Nonetheless, the downgrading is a black mark on the country’s track record of fiscal management. On Tuesday, the Biden administration responded strongly to Fitch’s reduction of the United States’ credit rating, stating that the agency’s methodology was flawed and that the downgrade did not accurately represent the state of the American economy.
Ms. Yellen called the move “arbitrary” and pointed out that Fitch’s ratings model had previously shown that the United States‘ governance will decline between 2018 and 2020, but the agency had held off on making any adjustments to the country’s rating until now.
According to anonymous sources inside the Biden administration, the administration was informed by Fitch prior to the downgrading and voiced their views at the time. They pointed out that Fitch representatives were quite vocal about their concerns about U.S. government, and that these concerns included the rebellion on January 6, 2021.
On the same day of the downgrading, on January 6th, former President Donald J. Trump was indicted for his extensive attempts to overturn the 2020 election.

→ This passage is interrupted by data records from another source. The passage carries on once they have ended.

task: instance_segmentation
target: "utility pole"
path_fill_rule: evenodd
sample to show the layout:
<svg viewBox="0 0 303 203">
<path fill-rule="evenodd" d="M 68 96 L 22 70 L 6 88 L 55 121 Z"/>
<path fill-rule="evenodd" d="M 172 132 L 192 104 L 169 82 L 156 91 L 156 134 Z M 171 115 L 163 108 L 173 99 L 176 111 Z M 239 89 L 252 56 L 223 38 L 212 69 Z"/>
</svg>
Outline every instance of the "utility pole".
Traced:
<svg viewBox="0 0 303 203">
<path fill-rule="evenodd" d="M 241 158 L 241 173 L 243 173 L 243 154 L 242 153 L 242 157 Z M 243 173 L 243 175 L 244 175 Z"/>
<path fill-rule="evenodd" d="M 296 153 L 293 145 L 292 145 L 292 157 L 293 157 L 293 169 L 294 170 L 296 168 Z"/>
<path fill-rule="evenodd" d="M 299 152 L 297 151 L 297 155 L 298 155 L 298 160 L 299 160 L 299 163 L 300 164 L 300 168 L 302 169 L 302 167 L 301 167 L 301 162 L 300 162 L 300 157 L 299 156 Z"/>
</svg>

Senate Majority Leader Chuck Schumer of New York blamed Republicans for the United States’ downgrading by Fitch because they would not agree to expand the country’s borrowing limit without significant concessions. He strongly suggested that desist from using the debt ceiling as a bargaining chip.
The federal government’s expenditure is reduced by $1.5 trillion over ten years as a result of the debt limit deal agreed in June. This reduction is achieved in part by freezing certain money that was anticipated to rise next year and restricting spending growth at 1 percent in 2025.
Both Congress and the White House refrained from making significant changes to costly but politically fraught programmes like retirement benefits. Spending cuts or no, the national debt of over $32 trillion is expected to surpass $50 trillion by the end of the decade.